Marcy Suárez, 20, of Brentwood, right, joins other immigrant advocates...

Marcy Suárez, 20, of Brentwood, right, joins other immigrant advocates at a news conference at Touro Law School in Central Islip on Wednesday, March 9, 2016, to call on Republicans in the state legislature to support the Dream Act in the state's budget. Credit: Newsday / John Paraskevas

Immigrant advocates called Wednesday for Senate Majority Leader John Flanagan’s support of a budget proposal that would give access to college financial aid to young immigrants without legal status.

The advocates, meeting at Touro Law Center in Central Islip, released a letter from seven Long Island community groups to Flanagan (R-East Northport) that says the state hurts itself by not helping immigrants pay for college. The measure failed to garner enough support in previous years.

“The number of immigrants on Long Island has doubled” in the last 35 years, the letter said. “In this time, immigrants have contributed tremendously to the economic and cultural development of our region. These contributions can only be magnified if we give undocumented youth the same opportunities to receive a college education as their peers.”

“Every year we have gotten close” to the act’s passage, said Victoria Daza, organizer with Long Island Jobs With Justice, a labor rights group. “The repetitive issue is that . . . no Long Island senator has voted for the Dream Act.”

Flanagan spokesman Scott Reif said the Republican leadership’s position hasn’t changed. “We don’t support giving free college tuition to people who are here illegally while middle-class New Yorkers take out massive student loans to pay for college,” Reif said.

Gov. Andrew M. Cuomo included the New York Dream Act in his proposed budget this year. It was first introduced as a bill in the legislature in 2011, but was repeatedly postponed and then defeated by one vote in March 2014. It was considered as a budget item during last year’s legislative session and did not make the final agreement.

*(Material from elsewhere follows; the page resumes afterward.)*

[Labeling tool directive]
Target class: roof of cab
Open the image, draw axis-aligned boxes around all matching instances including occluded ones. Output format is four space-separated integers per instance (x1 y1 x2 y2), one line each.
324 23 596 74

The act would open access to financial aid through the taxpayer-funded Tuition Assistance Program, or TAP, for immigrants known as “Dreamers” — those brought to the United States or who stayed on expired visas when they were minors.

Cuomo’s proposal calls for $27 million for that tuition aid. A budget statement from his office said the initiative “continues the state’s tradition of welcoming immigrants and honoring their contribution to our culture and economy.”

Barrett Psareas, an immigration enforcement proponent who is vice president of the Nassau County Civic Association, said nothing has changed to make the measure palatable to him.

“I don’t even want 27 cents set aside from taxpayers money” for the Dream Act, Psareas said. “I don’t believe tax dollars should go to people who are undocumented in the country when we have our legal taxpaying citizens who it should be afforded to.”

For student advocates such as Marcy Suárez, a Brentwood resident brought from Honduras as a child, the lack of progress on the proposal is frustrating. She works part-time to help pay for her political science classes at Suffolk County Community College.

“Just in terms of the economy, it makes sense” to help immigrants pay for college, said Suárez, 20. “We are already people working in the economy, and with a college degree we would be able to contribute more.”